The global push for uncrewed helicopter assets
The Royal Navy’s work sits within a fast-accelerating global push toward uncrewed helicopter capability.
In the United States, Sikorsky has already demonstrated the potential of large autonomous rotorcraft. An optionally piloted UH-60 Black Hawk equipped with the MATRIX autonomy system flew a series of pilotless missions in 2022, and continues to be tested by the US Marines ahead of integration.
More recently, Sikorsky has gone a step further by converting a surplus UH-60L into the fully autonomous U-Hawk, removing the cockpit entirely and fitting a fly-by-wire, autonomy-driven control suite ahead of a planned first flight in 2026.
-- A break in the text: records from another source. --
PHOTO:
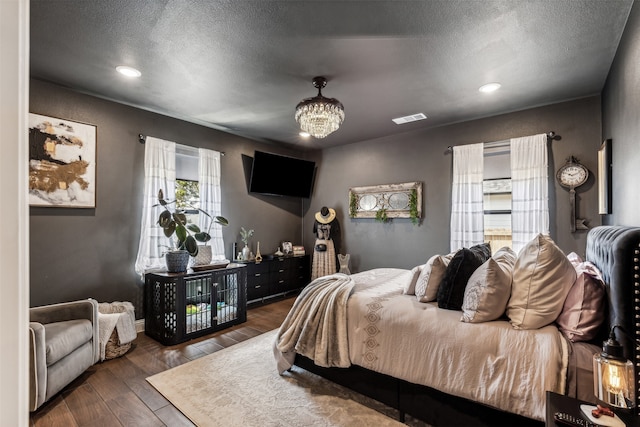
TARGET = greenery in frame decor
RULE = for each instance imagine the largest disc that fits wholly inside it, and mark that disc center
(413, 207)
(381, 215)
(353, 205)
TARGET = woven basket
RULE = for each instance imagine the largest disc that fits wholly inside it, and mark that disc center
(113, 349)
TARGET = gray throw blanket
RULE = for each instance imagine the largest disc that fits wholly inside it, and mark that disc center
(316, 326)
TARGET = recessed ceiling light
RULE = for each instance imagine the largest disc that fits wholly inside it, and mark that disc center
(490, 87)
(128, 71)
(408, 119)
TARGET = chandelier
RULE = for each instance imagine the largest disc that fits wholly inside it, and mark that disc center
(319, 116)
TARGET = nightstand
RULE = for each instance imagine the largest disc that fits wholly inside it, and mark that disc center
(560, 403)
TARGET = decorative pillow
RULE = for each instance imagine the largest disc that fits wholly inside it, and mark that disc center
(489, 288)
(410, 286)
(542, 278)
(462, 265)
(585, 308)
(431, 276)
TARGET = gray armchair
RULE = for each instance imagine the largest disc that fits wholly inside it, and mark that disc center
(63, 343)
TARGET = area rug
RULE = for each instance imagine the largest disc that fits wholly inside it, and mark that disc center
(240, 386)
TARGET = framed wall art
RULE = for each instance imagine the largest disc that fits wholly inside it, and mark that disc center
(62, 163)
(387, 201)
(604, 178)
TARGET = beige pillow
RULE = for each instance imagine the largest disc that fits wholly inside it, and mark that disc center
(423, 278)
(542, 277)
(585, 308)
(410, 286)
(489, 288)
(429, 281)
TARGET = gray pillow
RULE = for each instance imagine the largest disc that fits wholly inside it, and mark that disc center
(459, 270)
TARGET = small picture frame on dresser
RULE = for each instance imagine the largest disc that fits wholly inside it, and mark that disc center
(287, 248)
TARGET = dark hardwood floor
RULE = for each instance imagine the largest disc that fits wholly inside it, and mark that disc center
(115, 392)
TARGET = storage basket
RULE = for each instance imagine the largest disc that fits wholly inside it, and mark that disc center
(113, 348)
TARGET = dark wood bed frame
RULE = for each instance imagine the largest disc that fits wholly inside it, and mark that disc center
(614, 250)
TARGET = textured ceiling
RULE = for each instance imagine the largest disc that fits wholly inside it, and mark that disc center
(242, 66)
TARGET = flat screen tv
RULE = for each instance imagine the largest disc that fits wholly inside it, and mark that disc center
(278, 175)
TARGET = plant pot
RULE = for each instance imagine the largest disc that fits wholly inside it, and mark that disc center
(204, 255)
(177, 261)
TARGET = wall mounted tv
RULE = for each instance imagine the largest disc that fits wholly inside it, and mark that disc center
(278, 175)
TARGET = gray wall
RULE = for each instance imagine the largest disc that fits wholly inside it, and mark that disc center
(419, 156)
(621, 123)
(81, 253)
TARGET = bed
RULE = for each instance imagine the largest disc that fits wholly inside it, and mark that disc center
(424, 361)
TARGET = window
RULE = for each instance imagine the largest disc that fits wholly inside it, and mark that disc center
(187, 184)
(496, 188)
(497, 212)
(188, 199)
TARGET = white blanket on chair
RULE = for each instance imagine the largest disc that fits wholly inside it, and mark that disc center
(118, 315)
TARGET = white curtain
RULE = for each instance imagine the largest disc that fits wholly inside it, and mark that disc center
(467, 214)
(529, 180)
(210, 196)
(159, 173)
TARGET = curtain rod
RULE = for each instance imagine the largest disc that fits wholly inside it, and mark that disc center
(493, 144)
(143, 138)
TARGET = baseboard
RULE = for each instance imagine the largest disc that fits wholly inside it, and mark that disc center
(140, 325)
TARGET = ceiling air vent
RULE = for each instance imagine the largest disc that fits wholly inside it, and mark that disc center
(408, 119)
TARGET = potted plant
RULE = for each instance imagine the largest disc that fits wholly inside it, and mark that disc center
(244, 236)
(187, 235)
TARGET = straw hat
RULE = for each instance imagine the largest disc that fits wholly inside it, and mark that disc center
(326, 215)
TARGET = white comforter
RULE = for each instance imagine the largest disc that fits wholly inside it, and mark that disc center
(491, 363)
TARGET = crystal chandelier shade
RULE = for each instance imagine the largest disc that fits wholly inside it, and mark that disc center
(319, 116)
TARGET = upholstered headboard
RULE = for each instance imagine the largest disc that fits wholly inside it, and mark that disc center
(615, 250)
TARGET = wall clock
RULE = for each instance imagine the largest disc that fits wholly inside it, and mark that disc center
(571, 175)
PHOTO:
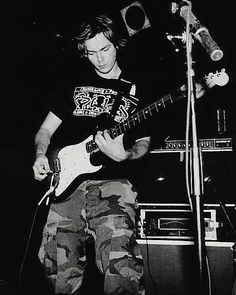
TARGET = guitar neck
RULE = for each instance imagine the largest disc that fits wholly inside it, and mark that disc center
(219, 78)
(140, 117)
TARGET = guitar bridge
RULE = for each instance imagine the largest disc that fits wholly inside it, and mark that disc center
(56, 165)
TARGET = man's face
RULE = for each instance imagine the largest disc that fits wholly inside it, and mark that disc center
(101, 53)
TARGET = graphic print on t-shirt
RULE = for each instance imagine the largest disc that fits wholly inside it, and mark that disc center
(93, 101)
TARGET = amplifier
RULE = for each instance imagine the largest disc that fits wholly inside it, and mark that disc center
(176, 221)
(206, 144)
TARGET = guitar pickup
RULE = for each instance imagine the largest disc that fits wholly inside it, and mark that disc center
(56, 165)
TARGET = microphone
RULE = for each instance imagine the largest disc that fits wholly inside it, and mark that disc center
(202, 34)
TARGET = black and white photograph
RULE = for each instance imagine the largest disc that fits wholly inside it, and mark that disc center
(118, 147)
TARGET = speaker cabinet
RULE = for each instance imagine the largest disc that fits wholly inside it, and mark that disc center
(162, 180)
(170, 269)
(135, 17)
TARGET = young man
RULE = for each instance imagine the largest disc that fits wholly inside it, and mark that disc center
(103, 204)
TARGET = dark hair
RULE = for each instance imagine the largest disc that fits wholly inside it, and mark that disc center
(100, 24)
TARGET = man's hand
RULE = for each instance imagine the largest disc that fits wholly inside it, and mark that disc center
(113, 148)
(41, 167)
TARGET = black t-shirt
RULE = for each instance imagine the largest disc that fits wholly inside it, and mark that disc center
(93, 103)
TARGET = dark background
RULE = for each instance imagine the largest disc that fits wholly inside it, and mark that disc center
(38, 53)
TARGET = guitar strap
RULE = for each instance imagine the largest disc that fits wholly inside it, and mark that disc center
(123, 89)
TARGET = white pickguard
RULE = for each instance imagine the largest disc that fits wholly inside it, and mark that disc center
(74, 161)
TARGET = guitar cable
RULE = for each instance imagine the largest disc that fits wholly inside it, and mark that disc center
(46, 195)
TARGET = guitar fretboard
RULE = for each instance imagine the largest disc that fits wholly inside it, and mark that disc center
(139, 117)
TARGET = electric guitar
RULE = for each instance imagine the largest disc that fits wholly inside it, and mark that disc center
(72, 162)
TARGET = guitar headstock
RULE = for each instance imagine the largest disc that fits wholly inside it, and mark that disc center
(219, 78)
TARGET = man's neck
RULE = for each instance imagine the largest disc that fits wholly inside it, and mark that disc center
(113, 74)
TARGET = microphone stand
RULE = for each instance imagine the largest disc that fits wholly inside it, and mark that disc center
(233, 229)
(196, 174)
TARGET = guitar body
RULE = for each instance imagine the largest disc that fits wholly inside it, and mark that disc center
(74, 161)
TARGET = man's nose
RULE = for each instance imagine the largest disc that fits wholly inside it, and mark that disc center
(99, 57)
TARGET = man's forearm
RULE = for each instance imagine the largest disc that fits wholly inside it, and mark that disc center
(139, 149)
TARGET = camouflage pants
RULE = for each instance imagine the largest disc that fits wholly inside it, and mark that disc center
(104, 210)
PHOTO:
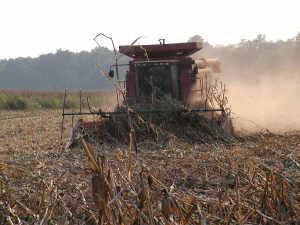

Similar advances are unfolding worldwide. China has certified the world’s first unmanned commercial helicopter and flown larger autonomous designs such as the T1400.
Airbus Helicopters is progressing crewed–uncrewed teaming concepts and trialling rotary-wing drones from front-line bases, while its Flexrotor continues to attract orders. Even within the UK, the Royal Navy has already introduced smaller systems such as the Peregrine and Malloy heavy-lift drones into service.
Together, these developments show that Proteus is emerging at a moment when uncrewed rotorcraft are moving from experimental curiosities to credible frontline assets across multiple defence and commercial sectors.